Author: Alan Kelly
Published: 11:07 26/08/2012
The debate over whether Frankel should, or should not, have his next outing in France's Qipco Prix De 'Arc De Triomphe at Longchamp on the first Sunday in October, will fill the sport's pages of most newspapers over the coming weeks.
While the vast majority of horseracing ( and non-horseracing ) enthusiasts will be hoping the sports' greatest asset will attempt to emulate other all-time greats such as Sea-Bird, Ribot and Dancing Brave, by winning europe's richest race, those closest to this remarkable equine great have long expressed a desire for the four-year-old's last two races to be the Juddmonte International at York followed by the Champion Stakes at Ascot in October.

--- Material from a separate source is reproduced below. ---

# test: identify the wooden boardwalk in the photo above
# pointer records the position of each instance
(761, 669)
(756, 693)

Such was the authority shown by Frankel in the first of those races, covering more than two furlongs further than previously asked, the mile and a half trip of the Arc seems well within the superstar's capabilities. While Ascot's Group 1 contest would appear to be there for the taking, granted all being well with the son of Galileo in two months time, a strong case can be made for a day trip to Paris in the meantime.
Ever since Camelot won the first two colt's classics of the season there has existed an air of anticipation at the prospect of both horses meeting at some point. What a race the 2012 Arc would be, if, providing Aidan O'Brien's charge was victorious in the St Leger, the first horse to win the triple crown for over forty years was to take on possibly the greatest horse anyone alive today has ever seen. Add to that the runaway winner of last years' contest ( Danedream ) and the mouth begins to water.

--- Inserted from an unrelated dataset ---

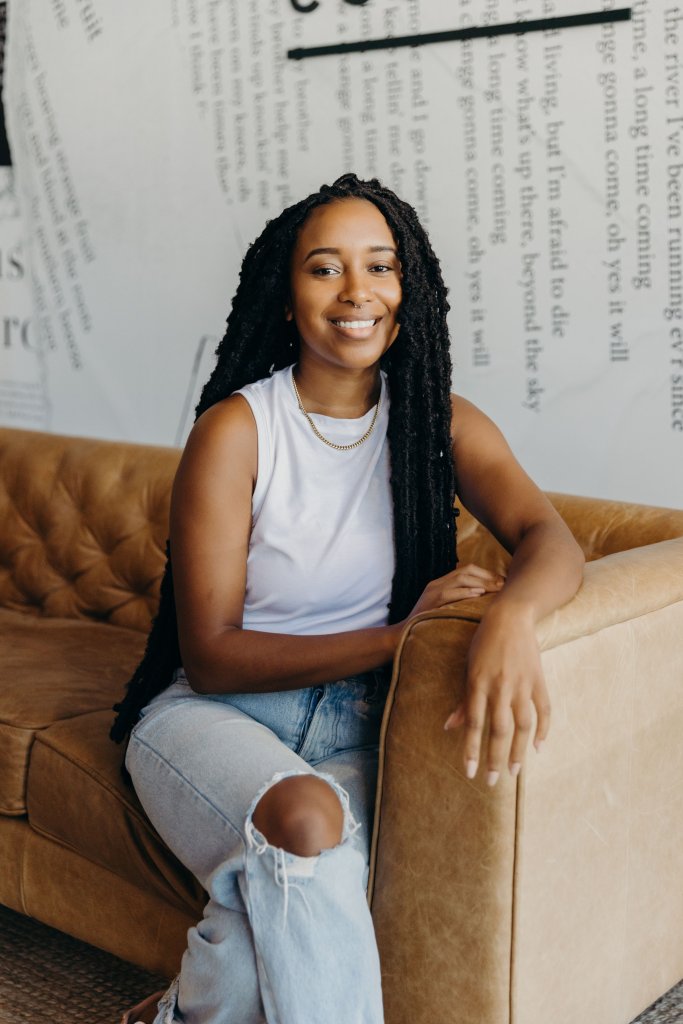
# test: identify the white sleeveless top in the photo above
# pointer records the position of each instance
(321, 553)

Whatever route the remainder of the season has in store for Frankel, it will have a significant impact on how the horse is assessed in the annuls of horseracing history. One thing all lovers of this great sport does not want, is to forever wonder " what if " regarding what this truely unbelievable animal was really capable of.
So far his natural ability has enabled him to reach new heights that few of us thought possible, and victory in the Bois du Boulogne would raise that bar further still.
The thought that Frankel may get beat, through lack of stamina or by being over the top ( has been on the go since the Lockinge in May ), should not enter the head when the final decision is made, as no one can take away what has already been achieved, and defeat should not be treated as the enemy.
In the year that Nijinsky became the last horse to win the triple crown ( 1970 ) Joni Mitchell wrote a song with the lyrics " you don't know what you've got till it's gone " , lets hope no one can say that about Frankel when his amazing career finally comes to an end later this year.